Und zu guter Letzt: Legen Sie sich nicht mit einem Atombären an.

Das ist es, worum es bei Hardcore-Machtpolitik im Wesentlichen geht. Medwedew hat nicht geprahlt, als er sagte, die Ära einer einheitlichen Reservewährung sei vorbei. Das Aufkommen einer ressourcenbasierten globalen Reservewährung bedeutet, kurz gesagt, dass 13 % des Planeten die anderen 87 % nicht mehr beherrschen werden.

Es ist eine Neuauflage von NATOstan vs. Eurasien. Kalter Krieg 2.0, 3.0, 4.0 und sogar 5.0. Es spielt keine Rolle.
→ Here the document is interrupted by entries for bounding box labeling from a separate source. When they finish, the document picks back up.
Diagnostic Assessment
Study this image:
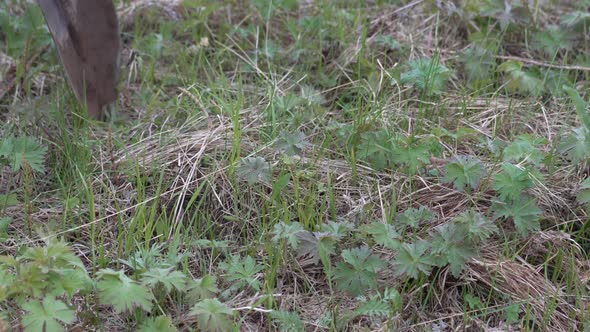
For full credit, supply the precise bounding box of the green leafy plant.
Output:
[189,298,233,332]
[401,58,453,96]
[277,131,309,156]
[533,25,572,57]
[443,156,486,191]
[0,237,91,331]
[272,222,305,250]
[97,269,155,312]
[492,195,543,236]
[460,44,496,83]
[392,240,436,278]
[492,163,533,201]
[334,247,384,295]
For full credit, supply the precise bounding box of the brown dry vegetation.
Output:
[0,0,590,331]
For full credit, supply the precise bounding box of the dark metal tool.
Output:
[37,0,121,120]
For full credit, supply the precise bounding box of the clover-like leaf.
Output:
[432,222,477,277]
[334,247,384,296]
[189,298,233,332]
[533,25,572,57]
[23,296,76,332]
[492,195,543,236]
[492,163,533,200]
[277,131,309,156]
[97,269,154,313]
[392,241,436,278]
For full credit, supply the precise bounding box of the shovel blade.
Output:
[37,0,121,119]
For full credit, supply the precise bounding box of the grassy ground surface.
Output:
[0,0,590,331]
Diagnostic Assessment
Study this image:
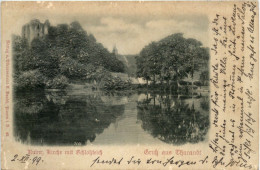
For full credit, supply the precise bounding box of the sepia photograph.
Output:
[1,1,259,170]
[12,15,210,145]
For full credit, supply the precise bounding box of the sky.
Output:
[14,13,209,55]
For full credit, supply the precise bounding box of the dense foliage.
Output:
[136,33,209,91]
[13,22,124,88]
Alle früheren Nationen der Blockfreien Bewegung (NAM) erkennen, aus welcher Richtung die geopolitischen und geoökonomischen Winde wehen: Die Zeit, ihre wirkliche Souveränität zu behaupten, ist gekommen, während die „regelbasierte internationale Ordnung“ ins Gras beißt.
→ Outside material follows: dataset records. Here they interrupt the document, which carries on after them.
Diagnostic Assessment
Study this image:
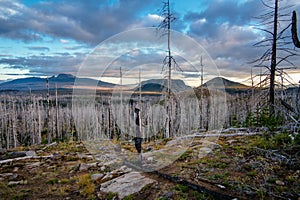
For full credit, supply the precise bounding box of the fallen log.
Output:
[0,155,53,166]
[123,160,238,200]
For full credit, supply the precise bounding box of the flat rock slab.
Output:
[100,172,157,199]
Willkommen in der Geburtsstunde des neuen Weltsystems. Außenminister Sergej Lawrow hätte es in China nach einem Treffen mit mehreren Amtskollegen aus ganz Eurasien nicht besser ausdrücken können:


„Eine neue Realität entsteht: Die unipolare Welt gehört unwiderruflich der Vergangenheit an, eine multipolare Welt nimmt Gestalt an. Das ist ein objektiver Prozess. Er ist unaufhaltsam. In dieser Realität wird mehr als eine Macht „regieren“ – es wird notwendig sein, zwischen allen Schlüsselstaaten zu verhandeln, die heute einen entscheidenden Einfluss auf die Weltwirtschaft und -politik haben. Gleichzeitig sorgen diese Länder, die sich ihrer besonderen Situation bewusst sind, für die Einhaltung der Grundprinzipien der UN-Charta, einschließlich des grundlegenden Prinzips der souveränen Gleichheit der Staaten. Niemand auf dieser Erde sollte als unbedeutender Akteur betrachtet werden. Alle sind gleich und souverän.“Übersetzt mit Deepl.com

Pepe Escobar, ein langjähriger brasilianischer Journalist, ist leitender Korrespondent der in Hongkong ansässigen Asia Times. Sein neuestes Buch ist „2030“.